David Ozonoff and I decided to respond to the RFP. The current Director of the Superfund Basic Research Program at the BU School of Public Health, Dave then was the chair of the Department of Environmental Health. Our goal was to provide the state Public Health Department and Cape Cod citizens with sound scientific information on the cancer risks associated with environmental hazards affecting this region. The Department of Public Health and the community group looking into the situation wanted the investigation to focus mainly on the pollution associated with the Massachusetts Military Reservation. As epidemiologists, we thought that it was important to conduct a comprehensive study that included all current and historical environmental hazards. Before we began, we reviewed many data sources. We looked at information about the area's hazardous waste sites and manufacturing activities. We reviewed data documenting contamination associated with the Massachusetts Military Reservation, the Barnstable Airport, the Canal Electric Power Plant, and pesticides applied by cranberry growers. We also looked at the quality of the public drinking water supplies. Ultimately, we decided to investigate more than 40 different sources of air and water pollution to which a significant portion of the population may have been exposed.

Dave had already been aware of the PCE contamination episode, because he had been called upon to help remediate the problem when it was discovered in the early 1980s. The PCE contamination warranted inclusion in the epidemiological study because PCE is considered a possible carcinogen, and there were high levels of PCE contamination in many of the towns. In addition, a considerable portion of the population had been exposed: PCE had been leaching from hundreds of miles of water pipes for more than a decade, exposing tens of thousands of residents.

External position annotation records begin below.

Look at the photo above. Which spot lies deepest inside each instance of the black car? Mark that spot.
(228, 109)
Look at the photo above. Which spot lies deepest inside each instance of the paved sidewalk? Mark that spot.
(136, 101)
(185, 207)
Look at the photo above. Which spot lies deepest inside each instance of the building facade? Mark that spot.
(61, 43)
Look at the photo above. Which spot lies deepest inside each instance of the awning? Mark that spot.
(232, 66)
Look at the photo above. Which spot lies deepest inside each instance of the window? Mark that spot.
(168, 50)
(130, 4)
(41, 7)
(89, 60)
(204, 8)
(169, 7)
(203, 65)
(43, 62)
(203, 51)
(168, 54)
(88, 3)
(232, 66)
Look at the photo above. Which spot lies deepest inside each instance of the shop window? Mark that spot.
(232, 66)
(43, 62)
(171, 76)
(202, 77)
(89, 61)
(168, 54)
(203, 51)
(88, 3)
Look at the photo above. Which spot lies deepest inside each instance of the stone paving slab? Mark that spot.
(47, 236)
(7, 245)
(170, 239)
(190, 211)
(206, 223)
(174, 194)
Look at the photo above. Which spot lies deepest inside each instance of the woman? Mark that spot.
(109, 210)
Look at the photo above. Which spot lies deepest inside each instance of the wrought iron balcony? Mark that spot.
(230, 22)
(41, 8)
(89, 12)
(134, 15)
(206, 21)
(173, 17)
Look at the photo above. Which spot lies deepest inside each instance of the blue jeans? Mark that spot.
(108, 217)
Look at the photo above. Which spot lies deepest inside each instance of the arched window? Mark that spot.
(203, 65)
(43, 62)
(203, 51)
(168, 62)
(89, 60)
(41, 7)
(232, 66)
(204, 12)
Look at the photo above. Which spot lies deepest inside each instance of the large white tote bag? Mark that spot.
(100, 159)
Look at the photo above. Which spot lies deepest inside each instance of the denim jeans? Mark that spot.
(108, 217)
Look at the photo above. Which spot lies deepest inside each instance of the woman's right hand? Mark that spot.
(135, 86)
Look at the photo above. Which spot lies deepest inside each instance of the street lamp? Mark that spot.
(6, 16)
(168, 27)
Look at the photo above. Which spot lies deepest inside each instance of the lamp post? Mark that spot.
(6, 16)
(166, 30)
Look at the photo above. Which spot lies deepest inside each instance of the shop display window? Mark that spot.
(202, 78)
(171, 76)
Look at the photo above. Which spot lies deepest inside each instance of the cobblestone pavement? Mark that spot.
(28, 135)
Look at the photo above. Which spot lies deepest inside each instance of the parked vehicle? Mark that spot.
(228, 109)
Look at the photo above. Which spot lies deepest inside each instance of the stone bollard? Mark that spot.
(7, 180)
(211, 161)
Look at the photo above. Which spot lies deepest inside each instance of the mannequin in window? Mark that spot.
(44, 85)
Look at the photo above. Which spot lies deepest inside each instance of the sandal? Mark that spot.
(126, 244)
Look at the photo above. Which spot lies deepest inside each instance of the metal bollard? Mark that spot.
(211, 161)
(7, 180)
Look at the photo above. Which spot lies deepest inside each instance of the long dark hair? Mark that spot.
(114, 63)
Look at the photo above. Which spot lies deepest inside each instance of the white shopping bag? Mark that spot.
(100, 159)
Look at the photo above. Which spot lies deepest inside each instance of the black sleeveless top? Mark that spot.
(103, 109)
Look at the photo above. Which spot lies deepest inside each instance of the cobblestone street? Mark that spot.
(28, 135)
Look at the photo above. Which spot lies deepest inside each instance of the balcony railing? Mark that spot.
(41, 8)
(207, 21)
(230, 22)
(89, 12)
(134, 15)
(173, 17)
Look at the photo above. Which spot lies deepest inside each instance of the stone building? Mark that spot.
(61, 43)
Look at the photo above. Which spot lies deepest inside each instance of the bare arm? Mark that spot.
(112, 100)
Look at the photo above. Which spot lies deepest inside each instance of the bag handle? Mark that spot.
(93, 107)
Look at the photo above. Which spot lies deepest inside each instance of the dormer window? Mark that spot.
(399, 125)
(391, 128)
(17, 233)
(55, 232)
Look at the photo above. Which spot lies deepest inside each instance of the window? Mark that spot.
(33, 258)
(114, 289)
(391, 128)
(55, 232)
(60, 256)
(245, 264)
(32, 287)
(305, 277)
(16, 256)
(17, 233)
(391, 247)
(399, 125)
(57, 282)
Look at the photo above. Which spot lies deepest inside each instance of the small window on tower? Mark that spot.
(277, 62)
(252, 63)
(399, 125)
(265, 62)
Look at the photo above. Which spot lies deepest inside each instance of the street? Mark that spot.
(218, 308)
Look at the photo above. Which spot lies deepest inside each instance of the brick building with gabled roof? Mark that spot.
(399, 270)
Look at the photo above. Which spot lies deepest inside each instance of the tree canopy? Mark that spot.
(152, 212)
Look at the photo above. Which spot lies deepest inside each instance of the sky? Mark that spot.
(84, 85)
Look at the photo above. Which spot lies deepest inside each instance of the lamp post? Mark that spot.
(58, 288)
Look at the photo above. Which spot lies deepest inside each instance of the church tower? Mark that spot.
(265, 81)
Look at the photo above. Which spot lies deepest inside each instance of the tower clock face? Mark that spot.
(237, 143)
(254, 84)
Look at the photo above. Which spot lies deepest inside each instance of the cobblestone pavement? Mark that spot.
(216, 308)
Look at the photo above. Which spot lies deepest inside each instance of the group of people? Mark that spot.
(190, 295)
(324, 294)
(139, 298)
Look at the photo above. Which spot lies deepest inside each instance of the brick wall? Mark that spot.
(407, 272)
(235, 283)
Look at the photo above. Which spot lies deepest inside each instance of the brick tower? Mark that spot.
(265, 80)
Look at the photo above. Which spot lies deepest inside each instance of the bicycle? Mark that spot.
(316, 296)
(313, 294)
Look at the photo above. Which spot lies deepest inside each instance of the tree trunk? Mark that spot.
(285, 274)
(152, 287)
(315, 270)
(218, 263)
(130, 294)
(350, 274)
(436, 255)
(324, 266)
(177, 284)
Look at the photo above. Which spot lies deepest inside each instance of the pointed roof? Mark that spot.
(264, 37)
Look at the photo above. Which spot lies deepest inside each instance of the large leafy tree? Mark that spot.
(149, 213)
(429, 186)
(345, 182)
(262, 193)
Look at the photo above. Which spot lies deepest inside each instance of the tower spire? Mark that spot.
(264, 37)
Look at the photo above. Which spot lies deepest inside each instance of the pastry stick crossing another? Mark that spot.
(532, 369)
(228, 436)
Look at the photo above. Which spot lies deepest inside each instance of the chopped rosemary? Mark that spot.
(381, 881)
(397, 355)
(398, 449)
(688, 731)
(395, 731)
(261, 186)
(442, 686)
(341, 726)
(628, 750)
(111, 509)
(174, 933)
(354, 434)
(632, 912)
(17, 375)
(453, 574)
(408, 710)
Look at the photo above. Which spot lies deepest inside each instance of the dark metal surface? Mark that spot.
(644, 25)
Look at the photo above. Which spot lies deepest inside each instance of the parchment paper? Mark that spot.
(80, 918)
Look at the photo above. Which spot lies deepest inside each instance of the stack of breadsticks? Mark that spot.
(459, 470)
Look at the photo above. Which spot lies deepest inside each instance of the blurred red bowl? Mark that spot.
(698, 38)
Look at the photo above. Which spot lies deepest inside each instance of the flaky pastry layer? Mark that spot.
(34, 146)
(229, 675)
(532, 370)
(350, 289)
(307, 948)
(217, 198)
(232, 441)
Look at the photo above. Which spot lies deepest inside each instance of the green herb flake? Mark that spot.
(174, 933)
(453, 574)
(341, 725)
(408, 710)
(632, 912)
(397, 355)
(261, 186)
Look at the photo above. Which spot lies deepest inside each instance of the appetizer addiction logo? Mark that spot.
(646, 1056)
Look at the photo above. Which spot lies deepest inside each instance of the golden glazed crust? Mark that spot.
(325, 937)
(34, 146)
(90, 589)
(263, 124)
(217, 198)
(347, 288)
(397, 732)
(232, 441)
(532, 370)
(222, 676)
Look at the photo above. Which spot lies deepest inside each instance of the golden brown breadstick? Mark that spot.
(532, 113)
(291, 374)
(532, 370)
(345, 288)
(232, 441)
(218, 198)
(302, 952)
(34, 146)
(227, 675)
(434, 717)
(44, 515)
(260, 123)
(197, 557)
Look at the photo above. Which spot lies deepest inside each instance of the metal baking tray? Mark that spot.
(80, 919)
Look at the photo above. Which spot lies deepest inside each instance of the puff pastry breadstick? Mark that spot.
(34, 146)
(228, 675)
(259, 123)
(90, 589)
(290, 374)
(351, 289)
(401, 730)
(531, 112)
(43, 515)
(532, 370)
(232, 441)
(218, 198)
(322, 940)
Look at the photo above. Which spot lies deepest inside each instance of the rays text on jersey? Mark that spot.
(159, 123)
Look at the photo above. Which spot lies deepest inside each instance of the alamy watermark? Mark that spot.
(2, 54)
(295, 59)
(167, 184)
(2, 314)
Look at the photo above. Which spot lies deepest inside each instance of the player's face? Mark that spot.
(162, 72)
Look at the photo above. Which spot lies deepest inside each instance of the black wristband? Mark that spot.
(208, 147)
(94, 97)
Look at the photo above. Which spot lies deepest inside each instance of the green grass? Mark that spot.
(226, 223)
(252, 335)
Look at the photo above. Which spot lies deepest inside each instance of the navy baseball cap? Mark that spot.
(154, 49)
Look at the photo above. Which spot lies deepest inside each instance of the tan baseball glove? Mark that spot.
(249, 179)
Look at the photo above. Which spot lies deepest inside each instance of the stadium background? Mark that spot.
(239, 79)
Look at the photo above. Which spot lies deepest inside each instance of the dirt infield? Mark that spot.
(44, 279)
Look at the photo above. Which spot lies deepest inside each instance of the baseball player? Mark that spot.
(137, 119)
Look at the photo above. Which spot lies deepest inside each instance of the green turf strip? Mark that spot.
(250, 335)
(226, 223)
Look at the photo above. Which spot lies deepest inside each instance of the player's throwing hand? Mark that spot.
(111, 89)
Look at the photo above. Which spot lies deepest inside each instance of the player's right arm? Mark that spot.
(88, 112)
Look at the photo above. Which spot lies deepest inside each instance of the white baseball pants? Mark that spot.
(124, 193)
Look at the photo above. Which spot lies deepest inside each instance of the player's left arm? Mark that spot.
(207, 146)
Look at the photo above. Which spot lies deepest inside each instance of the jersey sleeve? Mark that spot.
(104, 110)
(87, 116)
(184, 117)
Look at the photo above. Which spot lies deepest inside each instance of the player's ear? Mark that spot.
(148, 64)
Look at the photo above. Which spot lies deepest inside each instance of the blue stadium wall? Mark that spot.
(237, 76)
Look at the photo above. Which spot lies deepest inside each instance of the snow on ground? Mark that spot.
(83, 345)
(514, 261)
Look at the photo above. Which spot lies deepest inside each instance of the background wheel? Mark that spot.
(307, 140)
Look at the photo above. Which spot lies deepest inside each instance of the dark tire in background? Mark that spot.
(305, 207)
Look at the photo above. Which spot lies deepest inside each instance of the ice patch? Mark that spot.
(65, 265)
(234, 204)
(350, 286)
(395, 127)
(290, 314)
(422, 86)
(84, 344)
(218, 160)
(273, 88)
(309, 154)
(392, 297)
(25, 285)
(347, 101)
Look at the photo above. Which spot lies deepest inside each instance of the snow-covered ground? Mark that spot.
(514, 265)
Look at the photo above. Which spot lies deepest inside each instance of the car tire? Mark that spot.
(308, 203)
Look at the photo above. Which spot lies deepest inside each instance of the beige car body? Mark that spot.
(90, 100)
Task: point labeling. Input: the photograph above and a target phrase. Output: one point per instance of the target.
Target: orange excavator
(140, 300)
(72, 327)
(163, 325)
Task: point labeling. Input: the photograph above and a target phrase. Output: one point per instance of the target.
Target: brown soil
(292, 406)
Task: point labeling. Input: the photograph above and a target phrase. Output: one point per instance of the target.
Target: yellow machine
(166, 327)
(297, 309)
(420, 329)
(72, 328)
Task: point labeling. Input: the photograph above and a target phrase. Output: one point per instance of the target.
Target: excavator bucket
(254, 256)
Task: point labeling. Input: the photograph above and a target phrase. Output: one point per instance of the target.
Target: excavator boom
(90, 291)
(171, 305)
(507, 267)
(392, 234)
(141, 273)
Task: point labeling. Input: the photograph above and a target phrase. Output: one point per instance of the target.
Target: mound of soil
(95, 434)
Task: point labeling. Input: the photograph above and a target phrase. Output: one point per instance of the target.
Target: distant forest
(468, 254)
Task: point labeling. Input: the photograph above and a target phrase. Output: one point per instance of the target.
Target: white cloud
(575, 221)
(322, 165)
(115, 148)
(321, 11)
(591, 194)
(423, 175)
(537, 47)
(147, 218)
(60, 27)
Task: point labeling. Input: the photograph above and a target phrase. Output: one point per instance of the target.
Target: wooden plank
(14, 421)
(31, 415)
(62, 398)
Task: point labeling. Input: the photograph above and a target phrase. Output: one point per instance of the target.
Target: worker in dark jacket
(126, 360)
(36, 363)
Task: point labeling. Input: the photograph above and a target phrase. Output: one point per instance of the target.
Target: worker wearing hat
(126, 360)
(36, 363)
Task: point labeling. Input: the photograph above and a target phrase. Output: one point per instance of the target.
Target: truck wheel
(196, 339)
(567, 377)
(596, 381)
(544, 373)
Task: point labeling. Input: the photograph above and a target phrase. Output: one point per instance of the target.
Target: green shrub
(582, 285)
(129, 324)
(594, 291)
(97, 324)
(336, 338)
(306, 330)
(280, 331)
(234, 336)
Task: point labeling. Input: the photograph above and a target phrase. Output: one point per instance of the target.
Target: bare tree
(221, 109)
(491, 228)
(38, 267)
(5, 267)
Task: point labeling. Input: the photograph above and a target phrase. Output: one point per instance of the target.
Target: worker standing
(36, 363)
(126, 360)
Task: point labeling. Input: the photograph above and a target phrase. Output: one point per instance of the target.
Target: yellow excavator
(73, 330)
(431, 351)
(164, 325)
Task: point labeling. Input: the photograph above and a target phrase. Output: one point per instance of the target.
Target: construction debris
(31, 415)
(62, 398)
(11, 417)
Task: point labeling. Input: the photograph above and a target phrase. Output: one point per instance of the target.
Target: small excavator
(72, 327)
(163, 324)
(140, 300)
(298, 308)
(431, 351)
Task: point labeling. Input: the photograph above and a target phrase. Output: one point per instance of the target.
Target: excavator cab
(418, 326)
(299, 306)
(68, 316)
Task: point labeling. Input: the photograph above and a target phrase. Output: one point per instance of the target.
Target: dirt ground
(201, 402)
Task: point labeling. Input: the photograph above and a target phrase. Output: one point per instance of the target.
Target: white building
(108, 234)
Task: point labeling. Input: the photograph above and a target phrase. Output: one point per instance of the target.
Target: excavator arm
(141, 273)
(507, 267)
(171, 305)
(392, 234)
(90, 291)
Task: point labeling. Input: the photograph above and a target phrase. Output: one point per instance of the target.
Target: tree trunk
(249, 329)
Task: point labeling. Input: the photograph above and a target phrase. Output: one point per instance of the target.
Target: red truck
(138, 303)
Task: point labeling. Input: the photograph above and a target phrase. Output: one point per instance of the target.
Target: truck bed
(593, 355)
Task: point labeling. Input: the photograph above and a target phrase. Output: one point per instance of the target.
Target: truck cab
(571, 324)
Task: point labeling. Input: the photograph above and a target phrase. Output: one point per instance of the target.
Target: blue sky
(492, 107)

Thus began our research on the health effects of PCE-contaminated drinking water. Over the past 20 years, our work has helped advance our knowledge of the health effects of environmental pollution in several ways. It has provided information on the long-term effects PCE can have on many different types of diseases. We have investigated PCE in relation to cancer, reproductive and developmental disorders, and neurotoxic effects. We are now particularly interested in contributing to knowledge of the fetal basis of adult disease, a new and exciting research focus in our field. Our research has also helped improve methods of assessing a person's exposure to historical sources of water pollution.